EU individuals have the right to access their Personal Data that we hold about them and to ensure that the Personal Data is accurate and relevant for the purpose for which collected. Pursuant to the binding contracts with our clients, who remain the data controllers, we may be required to refer any requests to the appropriate controlling entity. Upon reasonable request and as required by the Privacy Shield principles, Cobra Data Discovery will take reasonable steps to permit individuals to correct, or block data that is demonstrated to be inaccurate, as permitted by applicable law. Individuals may edit their Personal Data by phone or by using the contact information below. Furthermore, EU individuals can demand erasure of personal data that has been handled in violation of the Privacy Shield Principles. Cobra Data Discovery will endeavor to respond in a timely manner to all reasonable written requests to view, modify or inactivate Personal Data. The individual will need to provide sufficient identifying information, such as name, address, and birth date. We may request additional identifying information as a security precaution. In addition, we may limit or deny access to personal information where providing such access would be unreasonably burdensome or expensive in the circumstances, or as otherwise permitted by the Privacy Shield Agreement. A discounted rate will apply to grant access to personal information.
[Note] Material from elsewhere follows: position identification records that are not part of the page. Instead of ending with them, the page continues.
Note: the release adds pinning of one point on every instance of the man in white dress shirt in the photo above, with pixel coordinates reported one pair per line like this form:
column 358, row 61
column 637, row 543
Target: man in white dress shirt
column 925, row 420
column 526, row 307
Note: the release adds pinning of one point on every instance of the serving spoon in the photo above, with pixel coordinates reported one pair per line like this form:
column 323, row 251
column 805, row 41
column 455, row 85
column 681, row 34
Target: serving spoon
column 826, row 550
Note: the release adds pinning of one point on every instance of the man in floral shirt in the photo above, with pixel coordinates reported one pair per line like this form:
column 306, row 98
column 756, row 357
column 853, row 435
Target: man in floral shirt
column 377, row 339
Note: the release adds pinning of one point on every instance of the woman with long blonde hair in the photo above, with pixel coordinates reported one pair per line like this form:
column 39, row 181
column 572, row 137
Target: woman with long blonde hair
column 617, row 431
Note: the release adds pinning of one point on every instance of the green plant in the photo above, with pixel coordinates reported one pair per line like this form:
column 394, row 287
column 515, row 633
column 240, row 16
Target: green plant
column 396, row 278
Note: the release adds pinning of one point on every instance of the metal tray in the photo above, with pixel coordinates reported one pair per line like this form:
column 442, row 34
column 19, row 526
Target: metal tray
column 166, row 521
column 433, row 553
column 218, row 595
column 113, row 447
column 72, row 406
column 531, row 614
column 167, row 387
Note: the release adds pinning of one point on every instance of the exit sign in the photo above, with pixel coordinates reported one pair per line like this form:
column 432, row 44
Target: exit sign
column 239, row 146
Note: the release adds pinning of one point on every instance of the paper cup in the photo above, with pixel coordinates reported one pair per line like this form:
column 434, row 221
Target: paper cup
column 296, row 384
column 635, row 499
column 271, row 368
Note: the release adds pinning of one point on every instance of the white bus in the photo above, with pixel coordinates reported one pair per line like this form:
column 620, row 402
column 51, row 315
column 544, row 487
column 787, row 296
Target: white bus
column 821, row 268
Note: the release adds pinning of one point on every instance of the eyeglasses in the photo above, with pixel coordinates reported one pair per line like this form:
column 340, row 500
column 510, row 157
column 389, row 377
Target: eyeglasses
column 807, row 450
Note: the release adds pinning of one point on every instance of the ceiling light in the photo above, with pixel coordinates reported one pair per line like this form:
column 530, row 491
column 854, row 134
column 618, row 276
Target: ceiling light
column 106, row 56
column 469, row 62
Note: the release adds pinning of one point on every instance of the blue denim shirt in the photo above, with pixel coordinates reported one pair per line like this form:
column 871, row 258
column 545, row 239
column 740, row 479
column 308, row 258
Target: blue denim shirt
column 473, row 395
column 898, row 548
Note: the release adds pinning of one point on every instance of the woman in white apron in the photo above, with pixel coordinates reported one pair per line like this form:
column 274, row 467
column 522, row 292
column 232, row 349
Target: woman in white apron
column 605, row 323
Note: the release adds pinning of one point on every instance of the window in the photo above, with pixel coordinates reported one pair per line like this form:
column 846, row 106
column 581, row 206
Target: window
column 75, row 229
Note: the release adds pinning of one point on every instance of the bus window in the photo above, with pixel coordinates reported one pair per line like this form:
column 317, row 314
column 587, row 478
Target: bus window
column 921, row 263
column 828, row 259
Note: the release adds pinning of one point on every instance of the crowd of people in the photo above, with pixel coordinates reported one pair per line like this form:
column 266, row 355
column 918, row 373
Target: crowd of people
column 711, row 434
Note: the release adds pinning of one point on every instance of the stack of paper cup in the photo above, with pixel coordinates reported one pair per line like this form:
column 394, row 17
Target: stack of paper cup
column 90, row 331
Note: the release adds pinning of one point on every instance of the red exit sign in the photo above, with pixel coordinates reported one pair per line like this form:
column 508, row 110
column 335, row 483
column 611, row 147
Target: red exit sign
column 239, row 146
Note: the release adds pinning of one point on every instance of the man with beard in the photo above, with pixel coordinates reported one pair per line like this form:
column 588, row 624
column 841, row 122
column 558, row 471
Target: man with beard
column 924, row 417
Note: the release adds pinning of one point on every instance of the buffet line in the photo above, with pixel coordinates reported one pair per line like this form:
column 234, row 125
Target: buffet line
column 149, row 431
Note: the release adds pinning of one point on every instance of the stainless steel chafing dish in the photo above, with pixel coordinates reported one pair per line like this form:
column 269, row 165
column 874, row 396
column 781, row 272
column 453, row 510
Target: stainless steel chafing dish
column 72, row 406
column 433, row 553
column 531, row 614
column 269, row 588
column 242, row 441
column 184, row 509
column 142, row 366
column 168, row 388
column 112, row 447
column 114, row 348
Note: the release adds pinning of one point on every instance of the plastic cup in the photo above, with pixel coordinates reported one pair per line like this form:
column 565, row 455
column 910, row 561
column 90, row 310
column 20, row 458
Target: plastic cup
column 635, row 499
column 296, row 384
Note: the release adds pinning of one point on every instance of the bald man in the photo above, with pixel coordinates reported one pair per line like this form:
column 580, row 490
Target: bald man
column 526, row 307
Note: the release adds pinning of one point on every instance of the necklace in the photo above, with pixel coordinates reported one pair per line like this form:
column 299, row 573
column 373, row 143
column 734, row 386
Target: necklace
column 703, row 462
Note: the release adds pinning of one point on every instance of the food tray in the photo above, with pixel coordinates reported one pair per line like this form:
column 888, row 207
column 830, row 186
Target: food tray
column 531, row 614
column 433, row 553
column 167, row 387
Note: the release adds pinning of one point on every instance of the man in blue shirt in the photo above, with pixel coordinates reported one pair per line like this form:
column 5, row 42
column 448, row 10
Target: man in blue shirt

RECOURSE, ENFORCEMENT AND LIABILITY

In compliance with the EU-US Privacy Shield Principles, Cobra Data Discovery commits to resolve complaints about your privacy and our collection or use of your personal information. Cobra Data Discovery has designated the Legal Department to oversee compliance with the EU Privacy Shield program. European Union and United Kingdom individuals with inquiries or complaints regarding this privacy policy should first contact Cobra Data Discovery at:

Cobra Data Discovery has further committed to refer unresolved privacy complaints under the EU-US Privacy Shield Principles to BBB EU PRIVACY SHIELD, a non-profit alternative dispute resolution provider located in the United States and operated by BBB National Programs. If you do not receive timely acknowledgment of your complaint, or if your complaint is not satisfactorily addressed, please visit https://bbbprograms.org/privacy-shield-complaints
for more information and to file a complaint.

If your Privacy Shield complaint cannot be resolved through the above channels, under certain conditions, you may invoke binding arbitration for some residual claims not resolved by other redress mechanisms. See Privacy Shield Annex 1 at https://www.privayshield.gov/article?id=ANNEX-1introduction
Cobra Data Discovery is subject to the investigatory and enforcement powers of the Federal Trade Commission (the “FTC”) that will effectively ensure compliance with the Privacy Shield Principles.